With Inland unemployment now at 14.6 percent, immigrants' impact is uncertain, especially because it's unclear how many have left the Inland area to seek work elsewhere, he said.
The Fiscal Policy Institute focuses on tax, budget and economic issues. Some of the funding for the study came from a New York-based local of the Service Employees International Union, which supports liberalization of immigration laws.
Mark Krikorian, executive director of the Washington, D.C.-based Center for Immigration Studies, which favors greater restrictions on immigration, said immigrants' representation throughout the U.S. economy doesn't change the need to tighten immigration laws.
"Yes, immigrants aren't just picking tomatoes and hanging drywall," he said. "They're a huge population of almost 40 million and they do a lot of different things ... But their small economic benefit is completely wiped out by the larger social-service costs."
Although some immigrants are well-educated, a much larger number -- especially illegal immigrants -- have a low level of schooling and skills, he said.
Krikorian emphasized the cost to provide health care, education and other benefits to immigrants and their offspring.

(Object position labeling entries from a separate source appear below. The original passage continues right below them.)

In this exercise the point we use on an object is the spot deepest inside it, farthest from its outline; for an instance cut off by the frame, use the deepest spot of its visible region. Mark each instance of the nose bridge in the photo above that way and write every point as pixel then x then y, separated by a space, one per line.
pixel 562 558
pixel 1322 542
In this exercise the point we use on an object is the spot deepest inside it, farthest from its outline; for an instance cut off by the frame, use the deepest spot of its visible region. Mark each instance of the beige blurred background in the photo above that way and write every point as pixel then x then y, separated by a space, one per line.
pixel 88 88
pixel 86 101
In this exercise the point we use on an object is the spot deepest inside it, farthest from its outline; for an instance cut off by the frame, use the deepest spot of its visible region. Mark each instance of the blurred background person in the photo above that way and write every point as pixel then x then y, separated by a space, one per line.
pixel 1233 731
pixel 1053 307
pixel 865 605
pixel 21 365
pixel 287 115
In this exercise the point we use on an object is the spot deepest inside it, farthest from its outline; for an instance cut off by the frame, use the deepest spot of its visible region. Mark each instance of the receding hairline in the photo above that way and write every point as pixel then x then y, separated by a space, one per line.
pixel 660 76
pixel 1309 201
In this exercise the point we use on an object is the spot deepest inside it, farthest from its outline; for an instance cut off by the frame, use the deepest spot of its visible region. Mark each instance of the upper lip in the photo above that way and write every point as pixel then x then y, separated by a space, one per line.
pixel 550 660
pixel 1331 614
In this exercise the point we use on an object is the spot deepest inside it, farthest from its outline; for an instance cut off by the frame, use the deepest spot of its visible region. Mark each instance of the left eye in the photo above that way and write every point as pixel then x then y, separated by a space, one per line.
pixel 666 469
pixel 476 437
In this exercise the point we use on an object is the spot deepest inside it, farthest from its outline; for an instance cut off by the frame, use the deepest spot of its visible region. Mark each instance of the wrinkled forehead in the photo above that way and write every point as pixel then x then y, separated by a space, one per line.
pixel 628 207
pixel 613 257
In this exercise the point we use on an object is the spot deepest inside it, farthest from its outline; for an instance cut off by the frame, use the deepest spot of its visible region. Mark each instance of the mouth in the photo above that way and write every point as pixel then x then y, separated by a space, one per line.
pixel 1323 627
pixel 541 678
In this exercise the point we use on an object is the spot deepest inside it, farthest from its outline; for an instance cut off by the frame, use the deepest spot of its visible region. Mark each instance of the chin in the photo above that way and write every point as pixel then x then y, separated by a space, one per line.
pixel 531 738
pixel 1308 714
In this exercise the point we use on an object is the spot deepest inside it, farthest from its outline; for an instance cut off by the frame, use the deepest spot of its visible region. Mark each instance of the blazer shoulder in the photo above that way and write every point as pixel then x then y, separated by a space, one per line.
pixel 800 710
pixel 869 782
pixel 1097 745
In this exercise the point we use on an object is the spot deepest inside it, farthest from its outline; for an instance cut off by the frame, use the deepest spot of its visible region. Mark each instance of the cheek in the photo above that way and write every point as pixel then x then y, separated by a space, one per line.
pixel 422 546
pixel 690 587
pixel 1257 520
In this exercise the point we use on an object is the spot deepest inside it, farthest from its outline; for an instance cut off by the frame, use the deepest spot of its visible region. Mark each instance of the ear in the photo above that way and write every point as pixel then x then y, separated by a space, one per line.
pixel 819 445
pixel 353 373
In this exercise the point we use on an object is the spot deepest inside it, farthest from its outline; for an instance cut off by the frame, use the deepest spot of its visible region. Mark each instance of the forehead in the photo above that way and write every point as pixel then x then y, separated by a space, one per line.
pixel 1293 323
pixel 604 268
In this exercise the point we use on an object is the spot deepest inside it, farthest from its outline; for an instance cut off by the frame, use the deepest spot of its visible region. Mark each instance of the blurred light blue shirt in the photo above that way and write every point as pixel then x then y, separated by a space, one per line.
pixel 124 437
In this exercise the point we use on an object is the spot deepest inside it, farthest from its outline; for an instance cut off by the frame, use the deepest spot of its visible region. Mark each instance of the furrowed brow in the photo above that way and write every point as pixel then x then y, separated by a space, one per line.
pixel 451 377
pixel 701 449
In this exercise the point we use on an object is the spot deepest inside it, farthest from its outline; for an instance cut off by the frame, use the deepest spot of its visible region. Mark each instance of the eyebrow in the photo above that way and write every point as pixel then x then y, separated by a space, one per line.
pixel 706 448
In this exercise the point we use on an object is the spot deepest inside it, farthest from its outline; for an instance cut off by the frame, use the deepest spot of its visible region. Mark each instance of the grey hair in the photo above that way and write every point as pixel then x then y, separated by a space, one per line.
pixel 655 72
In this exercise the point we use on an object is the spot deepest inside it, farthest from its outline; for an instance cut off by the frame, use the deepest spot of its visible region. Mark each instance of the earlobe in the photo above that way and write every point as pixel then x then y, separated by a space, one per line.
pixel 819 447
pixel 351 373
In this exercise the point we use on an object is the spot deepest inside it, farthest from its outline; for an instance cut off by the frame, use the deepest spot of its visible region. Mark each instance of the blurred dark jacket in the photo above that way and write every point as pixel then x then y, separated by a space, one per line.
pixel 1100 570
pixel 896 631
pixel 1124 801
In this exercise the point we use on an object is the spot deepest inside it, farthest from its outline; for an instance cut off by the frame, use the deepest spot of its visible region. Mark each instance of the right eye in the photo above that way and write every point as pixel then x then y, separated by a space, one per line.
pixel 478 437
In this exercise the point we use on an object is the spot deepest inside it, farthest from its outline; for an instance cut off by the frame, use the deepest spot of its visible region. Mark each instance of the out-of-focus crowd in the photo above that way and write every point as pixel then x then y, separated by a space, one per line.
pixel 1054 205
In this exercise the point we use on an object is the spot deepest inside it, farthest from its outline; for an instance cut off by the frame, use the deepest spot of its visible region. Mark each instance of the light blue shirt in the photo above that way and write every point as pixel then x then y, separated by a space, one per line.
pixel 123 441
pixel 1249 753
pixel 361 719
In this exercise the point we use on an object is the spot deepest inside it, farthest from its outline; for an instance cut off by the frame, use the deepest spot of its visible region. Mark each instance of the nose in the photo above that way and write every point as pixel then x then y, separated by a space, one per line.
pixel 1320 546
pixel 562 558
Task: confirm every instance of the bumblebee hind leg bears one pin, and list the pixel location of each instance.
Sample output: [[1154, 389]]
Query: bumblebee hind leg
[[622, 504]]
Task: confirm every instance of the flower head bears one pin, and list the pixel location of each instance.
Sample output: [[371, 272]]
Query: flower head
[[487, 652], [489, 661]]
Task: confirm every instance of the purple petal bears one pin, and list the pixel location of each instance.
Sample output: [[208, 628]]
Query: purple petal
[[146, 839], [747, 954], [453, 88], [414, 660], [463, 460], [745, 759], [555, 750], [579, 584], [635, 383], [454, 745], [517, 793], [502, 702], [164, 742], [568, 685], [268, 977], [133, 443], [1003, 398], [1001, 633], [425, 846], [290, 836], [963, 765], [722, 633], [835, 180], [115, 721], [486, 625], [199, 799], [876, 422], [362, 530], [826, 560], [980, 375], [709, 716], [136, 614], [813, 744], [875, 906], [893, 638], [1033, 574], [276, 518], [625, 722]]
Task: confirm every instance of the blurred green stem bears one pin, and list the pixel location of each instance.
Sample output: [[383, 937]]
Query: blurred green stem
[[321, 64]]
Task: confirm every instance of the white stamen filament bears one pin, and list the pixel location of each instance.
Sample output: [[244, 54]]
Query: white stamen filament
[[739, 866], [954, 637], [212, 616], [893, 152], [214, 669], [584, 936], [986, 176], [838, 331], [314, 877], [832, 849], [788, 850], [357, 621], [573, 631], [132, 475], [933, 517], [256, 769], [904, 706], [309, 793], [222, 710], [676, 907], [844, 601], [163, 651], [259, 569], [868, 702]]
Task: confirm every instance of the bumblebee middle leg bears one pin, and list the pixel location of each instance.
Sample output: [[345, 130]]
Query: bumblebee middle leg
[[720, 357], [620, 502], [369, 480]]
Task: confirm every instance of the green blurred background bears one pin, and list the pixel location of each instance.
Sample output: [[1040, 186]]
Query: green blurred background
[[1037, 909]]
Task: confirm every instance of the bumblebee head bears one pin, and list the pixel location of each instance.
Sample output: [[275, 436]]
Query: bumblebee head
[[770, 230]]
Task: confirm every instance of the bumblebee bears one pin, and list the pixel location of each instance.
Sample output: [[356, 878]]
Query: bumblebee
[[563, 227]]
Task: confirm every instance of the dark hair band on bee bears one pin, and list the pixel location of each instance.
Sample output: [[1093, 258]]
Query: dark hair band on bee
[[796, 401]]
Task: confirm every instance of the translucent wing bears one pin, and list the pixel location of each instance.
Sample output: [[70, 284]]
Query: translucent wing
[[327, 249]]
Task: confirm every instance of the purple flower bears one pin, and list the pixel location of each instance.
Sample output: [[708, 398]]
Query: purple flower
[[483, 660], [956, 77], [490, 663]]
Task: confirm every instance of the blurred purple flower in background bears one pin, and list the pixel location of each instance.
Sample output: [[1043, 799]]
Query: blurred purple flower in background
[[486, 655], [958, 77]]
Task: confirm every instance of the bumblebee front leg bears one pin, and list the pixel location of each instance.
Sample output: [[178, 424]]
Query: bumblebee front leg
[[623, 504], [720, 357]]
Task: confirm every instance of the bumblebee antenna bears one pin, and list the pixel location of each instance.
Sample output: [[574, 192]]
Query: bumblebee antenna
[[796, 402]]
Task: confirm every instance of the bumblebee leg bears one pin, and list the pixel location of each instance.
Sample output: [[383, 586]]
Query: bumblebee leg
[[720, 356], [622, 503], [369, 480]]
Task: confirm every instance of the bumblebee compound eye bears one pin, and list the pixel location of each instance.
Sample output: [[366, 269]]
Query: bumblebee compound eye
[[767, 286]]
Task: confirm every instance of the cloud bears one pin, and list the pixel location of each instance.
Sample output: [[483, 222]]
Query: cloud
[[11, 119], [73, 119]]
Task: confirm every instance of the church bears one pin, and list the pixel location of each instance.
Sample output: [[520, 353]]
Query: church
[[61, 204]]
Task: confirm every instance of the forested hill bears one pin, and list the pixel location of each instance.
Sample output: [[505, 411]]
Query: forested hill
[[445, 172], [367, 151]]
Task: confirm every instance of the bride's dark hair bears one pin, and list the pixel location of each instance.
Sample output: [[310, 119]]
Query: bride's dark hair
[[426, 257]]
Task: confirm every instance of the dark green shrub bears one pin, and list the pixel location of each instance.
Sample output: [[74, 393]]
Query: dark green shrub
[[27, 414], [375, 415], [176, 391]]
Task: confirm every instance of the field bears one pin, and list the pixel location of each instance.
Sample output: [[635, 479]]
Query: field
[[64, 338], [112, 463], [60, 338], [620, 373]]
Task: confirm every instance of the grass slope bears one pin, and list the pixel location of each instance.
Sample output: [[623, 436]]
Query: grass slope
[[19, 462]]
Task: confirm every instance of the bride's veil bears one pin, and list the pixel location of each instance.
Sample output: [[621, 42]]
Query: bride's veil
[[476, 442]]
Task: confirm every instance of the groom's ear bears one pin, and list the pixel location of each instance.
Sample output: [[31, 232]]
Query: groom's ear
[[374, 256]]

Ramakrishnan said immigrants, because they are more likely to be working than U.S.-born residents, are key to providing tax revenue for Social Security and Medicare.
Kallick said the U.S. economy's reliance on foreign-born workers illustrates how changes in immigration law need to be considered carefully during a recession.
"If you create a climate that discourages immigration in broad strokes, it's putting at risk an important part of a fragile economy," he said.